Dia bilang, hidup tidak cukup hanya dengan cinta. Aku tahu dia benar. Tapi aku juga tahu, hidup tanpa cinta terasa hampa. Aku tidak menolak logikanya, hanya berharap dia mau memberi sedikit ruang bagi perasaan. Tapi semakin lama, ruang itu semakin sempit, sampai akhirnya aku merasa seperti berbicara pada dinding yang tak lagi bisa kudobrak.
Malam-malam kami berubah. Yang dulu penuh tawa kini diisi hening panjang.
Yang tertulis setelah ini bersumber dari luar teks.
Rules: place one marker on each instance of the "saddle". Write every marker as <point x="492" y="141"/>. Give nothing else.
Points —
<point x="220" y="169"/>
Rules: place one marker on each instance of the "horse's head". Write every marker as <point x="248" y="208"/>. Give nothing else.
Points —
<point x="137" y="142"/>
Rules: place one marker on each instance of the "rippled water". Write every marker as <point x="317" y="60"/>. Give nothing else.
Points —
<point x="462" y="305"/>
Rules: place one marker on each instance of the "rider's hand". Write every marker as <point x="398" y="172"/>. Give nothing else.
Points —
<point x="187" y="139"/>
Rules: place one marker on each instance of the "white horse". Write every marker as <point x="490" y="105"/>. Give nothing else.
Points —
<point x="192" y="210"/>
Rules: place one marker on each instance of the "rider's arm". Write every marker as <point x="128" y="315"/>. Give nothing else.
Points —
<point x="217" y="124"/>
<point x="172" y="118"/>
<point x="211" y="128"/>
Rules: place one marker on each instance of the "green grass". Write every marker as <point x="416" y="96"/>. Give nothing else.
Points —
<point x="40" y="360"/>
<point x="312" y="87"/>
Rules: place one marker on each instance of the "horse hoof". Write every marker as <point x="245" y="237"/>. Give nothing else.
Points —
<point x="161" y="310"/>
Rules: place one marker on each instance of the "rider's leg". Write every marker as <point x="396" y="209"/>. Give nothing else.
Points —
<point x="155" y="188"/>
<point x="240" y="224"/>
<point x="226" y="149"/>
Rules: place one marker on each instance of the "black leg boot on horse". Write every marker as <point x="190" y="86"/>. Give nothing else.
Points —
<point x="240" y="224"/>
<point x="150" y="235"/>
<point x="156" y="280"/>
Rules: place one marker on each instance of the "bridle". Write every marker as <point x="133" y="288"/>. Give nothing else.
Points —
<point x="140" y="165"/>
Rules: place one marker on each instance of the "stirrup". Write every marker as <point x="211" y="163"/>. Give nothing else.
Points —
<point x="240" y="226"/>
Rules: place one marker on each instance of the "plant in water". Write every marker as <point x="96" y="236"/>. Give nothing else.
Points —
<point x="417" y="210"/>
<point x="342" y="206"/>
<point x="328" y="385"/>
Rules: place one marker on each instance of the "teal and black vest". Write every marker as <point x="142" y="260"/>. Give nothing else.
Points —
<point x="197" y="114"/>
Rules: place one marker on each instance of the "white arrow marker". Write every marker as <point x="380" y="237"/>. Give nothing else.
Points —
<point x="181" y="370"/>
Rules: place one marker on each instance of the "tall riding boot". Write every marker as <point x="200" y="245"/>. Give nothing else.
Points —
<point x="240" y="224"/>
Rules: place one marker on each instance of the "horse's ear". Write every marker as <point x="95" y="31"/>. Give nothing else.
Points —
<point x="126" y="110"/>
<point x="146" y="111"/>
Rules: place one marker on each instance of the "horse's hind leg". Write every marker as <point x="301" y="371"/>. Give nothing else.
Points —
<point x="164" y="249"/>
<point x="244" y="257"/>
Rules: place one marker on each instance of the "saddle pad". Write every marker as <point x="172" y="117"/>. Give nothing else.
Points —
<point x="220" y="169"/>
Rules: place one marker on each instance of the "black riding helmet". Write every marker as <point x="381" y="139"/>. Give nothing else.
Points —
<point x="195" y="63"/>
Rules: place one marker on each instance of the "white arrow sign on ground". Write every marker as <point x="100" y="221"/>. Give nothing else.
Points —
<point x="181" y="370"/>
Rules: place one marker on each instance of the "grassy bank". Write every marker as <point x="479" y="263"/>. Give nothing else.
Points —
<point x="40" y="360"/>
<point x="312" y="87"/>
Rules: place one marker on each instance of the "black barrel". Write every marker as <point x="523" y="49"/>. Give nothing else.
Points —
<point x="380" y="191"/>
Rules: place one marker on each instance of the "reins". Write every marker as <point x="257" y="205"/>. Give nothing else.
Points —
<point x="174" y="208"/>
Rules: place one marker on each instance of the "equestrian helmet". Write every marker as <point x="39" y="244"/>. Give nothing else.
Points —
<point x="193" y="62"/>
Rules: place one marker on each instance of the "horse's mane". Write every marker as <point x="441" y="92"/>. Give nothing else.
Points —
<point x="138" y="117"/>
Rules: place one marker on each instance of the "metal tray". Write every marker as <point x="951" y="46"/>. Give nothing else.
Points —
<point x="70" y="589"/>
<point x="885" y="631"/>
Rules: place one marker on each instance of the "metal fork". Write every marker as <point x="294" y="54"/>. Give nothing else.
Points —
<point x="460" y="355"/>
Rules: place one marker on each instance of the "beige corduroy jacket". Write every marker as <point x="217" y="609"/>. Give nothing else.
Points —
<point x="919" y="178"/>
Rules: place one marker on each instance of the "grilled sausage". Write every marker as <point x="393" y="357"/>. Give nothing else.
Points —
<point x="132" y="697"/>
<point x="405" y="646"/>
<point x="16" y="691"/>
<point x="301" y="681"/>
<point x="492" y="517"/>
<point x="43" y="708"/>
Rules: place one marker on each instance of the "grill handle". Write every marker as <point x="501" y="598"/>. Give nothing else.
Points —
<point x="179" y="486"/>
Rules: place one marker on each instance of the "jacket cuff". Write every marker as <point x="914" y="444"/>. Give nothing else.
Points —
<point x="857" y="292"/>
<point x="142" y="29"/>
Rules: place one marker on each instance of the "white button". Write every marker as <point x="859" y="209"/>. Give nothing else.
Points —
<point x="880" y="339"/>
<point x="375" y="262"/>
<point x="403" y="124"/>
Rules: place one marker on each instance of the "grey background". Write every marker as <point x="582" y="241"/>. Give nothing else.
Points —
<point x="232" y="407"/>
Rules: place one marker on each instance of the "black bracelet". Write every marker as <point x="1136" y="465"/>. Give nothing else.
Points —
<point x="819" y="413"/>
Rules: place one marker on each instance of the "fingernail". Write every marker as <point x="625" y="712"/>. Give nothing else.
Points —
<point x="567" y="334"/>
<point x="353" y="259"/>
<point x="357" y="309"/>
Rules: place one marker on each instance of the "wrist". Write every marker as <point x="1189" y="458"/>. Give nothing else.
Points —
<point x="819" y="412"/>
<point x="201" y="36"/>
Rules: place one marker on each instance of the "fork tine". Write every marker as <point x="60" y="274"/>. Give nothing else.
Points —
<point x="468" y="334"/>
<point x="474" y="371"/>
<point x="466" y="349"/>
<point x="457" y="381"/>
Aku mencoba bercerita, dia menjawab seperlunya. Aku masih berjuang, tapi aku bisa merasakan jarak yang tumbuh pelan-pelan, seperti dinding kaca yang bening---tidak terlihat, tapi jelas terasa.
Sampai suatu malam, dia berkata dengan mata yang basah, "Aku sudah berusaha, tapi aku nggak bisa lagi." Kata-kata itu menembus dadaku lebih dalam daripada tangisan. Aku ingin memeluknya, ingin memohon, tapi suaraku tertahan. Aku tahu---itu bukan karena dia berhenti mencinta, tapi karena logikanya sudah menang melawan hatinya sendiri.
Aku tidak menyalahkannya. Hidup memang sering kejam pada orang-orang yang terlalu banyak merasa. Ia memilih jalan yang menurutnya paling benar. Tapi yang paling menyakitkan adalah, aku bisa mengerti alasannya---meski hatiku menolak menerimanya.
Setelah itu, hari-hari terasa sepi. Aku masih sering menatap layar ponsel, berharap ada pesan darinya. Tapi yang datang hanya sunyi. Di antara logika dan empati kami, cinta itu mati pelan-pelan---bukan karena kebencian, tapi karena terlalu banyak pertimbangan yang tak bisa kami lawan.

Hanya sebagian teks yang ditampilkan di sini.